Hoofd wetenschap

Bruinvis zoogdier

Bruinvis zoogdier
Bruinvis zoogdier

Video: De kleinste walvis van de Noordzee - bruinvis onder water 2024, Mei

Video: De kleinste walvis van de Noordzee - bruinvis onder water 2024, Mei
Anonim

Bruinvis, (familie Phocoenidae), in het bijzonder een van de zeven soorten tandwalvissen die zich van dolfijnen onderscheiden door hun compactere bouw, over het algemeen kleinere afmetingen (maximale lengte ongeveer 2 meter of 6,6 voet), en gebogen stompe snuit met spatel in plaats van conische tanden. In Noord-Amerika wordt de naam soms gebruikt voor dolfijnen. De bruinvisfamilie bestaat uit drie geslachten: Phocoena, Phocoenoides en Neophocaena.

walvisachtig

dolfijnen en bruinvissen. De oude Grieken erkenden dat walvisachtigen lucht inademen, levende jongen baren, melk produceren en haar hebben - allemaal

De vier Phocoena-soorten zijn voornamelijk viseters die meestal in paren of kleine groepen langs kustlijnen zwemmen en af ​​en toe in rivieren. Ze zijn grijs of zwart boven en wit onder. De bekendste hiervan is de bruinvis, Phocoena phocoena, een verlegen walvisachtige die over het algemeen boten vermijdt en zelden boven het water springt. Het wordt gevonden op een groot deel van het noordelijk halfrond en wordt in sommige regio's bejaagd. Tijdens de middeleeuwen werd dit dier beschouwd als een koninklijke delicatesse. De andere leden van het geslacht zijn beperkter in distributie. De vaquita of cochito (P. sinus) wordt door de International Union for Conservation of Nature (IUCN) als een ernstig bedreigde diersoort vermeld. Vaquitas worden alleen gevonden in de buurt van het noordelijke uiteinde van de Golf van Californië. Tegen 2020 hadden ecologen geschat dat er niet meer dan 18 volwassenen over waren. De bruinvis van Burmeister (P. spinipinnis) heeft stompe knobbeltjes op zijn rugvin en leeft voor de kusten van Oost- en West-Zuid-Amerika. De gebrilde bruinvis (P. dioptrica) is genoemd naar het patchachtige pigmentpatroon rond zijn ogen en is verspreid over de zuidelijke Indische, Atlantische en Stille Oceaan.

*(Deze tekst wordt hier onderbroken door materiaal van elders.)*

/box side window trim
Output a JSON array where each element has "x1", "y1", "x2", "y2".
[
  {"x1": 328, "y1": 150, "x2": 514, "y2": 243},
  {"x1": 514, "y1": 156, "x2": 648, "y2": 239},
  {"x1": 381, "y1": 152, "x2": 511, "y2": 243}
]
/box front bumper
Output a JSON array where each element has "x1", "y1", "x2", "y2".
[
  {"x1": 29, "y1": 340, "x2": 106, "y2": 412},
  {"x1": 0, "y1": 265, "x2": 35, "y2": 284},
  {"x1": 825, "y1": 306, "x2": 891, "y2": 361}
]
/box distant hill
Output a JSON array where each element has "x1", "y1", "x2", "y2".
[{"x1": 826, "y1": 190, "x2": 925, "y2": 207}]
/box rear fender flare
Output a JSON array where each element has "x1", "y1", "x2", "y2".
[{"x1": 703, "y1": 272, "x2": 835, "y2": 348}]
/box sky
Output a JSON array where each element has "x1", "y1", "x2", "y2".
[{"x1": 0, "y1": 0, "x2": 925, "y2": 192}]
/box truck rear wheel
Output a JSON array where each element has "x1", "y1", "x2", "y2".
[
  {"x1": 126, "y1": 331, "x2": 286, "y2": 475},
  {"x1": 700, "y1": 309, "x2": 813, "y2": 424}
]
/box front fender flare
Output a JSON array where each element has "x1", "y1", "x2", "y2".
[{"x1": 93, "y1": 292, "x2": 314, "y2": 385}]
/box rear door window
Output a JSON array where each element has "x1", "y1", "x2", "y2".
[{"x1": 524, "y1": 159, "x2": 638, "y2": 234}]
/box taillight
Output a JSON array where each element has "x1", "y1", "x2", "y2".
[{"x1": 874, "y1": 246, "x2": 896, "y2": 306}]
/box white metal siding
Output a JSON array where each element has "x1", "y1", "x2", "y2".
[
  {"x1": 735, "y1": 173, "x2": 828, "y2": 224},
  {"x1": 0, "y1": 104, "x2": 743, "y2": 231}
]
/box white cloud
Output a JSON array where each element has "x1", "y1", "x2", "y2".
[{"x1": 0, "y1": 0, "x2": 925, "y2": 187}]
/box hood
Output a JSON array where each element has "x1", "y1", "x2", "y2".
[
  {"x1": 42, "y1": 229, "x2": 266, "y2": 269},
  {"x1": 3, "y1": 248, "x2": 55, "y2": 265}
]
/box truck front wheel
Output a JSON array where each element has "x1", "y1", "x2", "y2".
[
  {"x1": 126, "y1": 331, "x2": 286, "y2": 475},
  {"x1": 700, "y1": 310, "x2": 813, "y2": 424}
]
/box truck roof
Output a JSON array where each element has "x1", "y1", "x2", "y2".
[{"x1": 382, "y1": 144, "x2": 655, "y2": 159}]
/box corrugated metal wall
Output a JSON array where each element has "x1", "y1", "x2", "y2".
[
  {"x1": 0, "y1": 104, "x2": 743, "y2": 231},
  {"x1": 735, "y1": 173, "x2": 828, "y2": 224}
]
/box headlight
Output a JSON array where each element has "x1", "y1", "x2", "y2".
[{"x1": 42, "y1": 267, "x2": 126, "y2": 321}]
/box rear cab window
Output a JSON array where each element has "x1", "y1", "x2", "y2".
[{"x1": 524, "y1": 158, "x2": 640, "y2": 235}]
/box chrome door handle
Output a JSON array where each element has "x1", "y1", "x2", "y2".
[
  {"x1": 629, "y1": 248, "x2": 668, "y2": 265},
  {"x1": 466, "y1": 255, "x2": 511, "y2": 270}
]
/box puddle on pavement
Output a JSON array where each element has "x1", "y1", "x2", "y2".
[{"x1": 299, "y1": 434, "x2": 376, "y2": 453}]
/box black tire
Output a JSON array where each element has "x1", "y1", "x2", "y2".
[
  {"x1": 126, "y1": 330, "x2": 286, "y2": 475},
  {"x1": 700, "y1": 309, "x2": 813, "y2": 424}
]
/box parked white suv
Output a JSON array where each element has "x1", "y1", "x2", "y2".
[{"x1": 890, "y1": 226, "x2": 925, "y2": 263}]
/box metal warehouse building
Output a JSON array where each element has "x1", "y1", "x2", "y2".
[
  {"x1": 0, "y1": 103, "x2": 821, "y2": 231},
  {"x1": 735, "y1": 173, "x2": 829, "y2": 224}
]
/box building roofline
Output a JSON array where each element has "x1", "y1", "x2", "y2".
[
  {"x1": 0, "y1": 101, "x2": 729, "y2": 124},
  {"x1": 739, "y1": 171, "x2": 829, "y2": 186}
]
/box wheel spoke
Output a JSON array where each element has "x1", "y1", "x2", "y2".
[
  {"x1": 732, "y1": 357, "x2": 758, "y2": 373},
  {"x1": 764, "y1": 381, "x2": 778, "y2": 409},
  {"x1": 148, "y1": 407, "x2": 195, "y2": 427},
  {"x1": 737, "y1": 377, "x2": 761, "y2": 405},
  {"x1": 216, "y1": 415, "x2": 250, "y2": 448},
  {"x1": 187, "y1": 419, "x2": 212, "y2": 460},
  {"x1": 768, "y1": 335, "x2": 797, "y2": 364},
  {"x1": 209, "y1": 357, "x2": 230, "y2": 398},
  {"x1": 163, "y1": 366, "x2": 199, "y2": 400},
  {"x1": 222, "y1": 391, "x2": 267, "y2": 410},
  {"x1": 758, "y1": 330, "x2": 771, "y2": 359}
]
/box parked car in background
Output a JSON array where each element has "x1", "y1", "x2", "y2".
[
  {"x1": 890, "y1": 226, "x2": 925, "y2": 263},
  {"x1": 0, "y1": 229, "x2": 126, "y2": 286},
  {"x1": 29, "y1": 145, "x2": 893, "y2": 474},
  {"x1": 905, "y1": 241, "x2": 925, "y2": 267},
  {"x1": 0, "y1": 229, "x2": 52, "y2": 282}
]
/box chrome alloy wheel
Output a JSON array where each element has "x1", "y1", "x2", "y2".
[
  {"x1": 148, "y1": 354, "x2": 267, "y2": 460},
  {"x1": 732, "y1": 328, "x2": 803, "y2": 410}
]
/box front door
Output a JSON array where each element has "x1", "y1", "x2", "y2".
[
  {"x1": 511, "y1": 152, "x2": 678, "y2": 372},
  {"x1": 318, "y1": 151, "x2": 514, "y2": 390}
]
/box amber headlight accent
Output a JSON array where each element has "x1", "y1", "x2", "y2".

De Dall-bruinvis (Phocoenoides dalli) is de grootste bruinvis en het enige lid van zijn geslacht. Actief en gezellig, het berijdt vaak de boeggolven van schepen. De Dall-bruinvis is zwart met aan elke kant van het lichaam een ​​grote witte vlek. Het wordt meestal gezien in groepen van 2 tot 20 langs de noordelijke rand van de Stille Oceaan, waar het inktvis en vis eet. De bruinvis van True (P. dalli truei) wordt door sommige autoriteiten beschouwd als een afzonderlijke ondersoort en onderscheidt zich van de Dall-bruinvis door het ontbreken van de opvallende witte lichaamsvlekken. Het wordt alleen in de buurt van Japan gevonden.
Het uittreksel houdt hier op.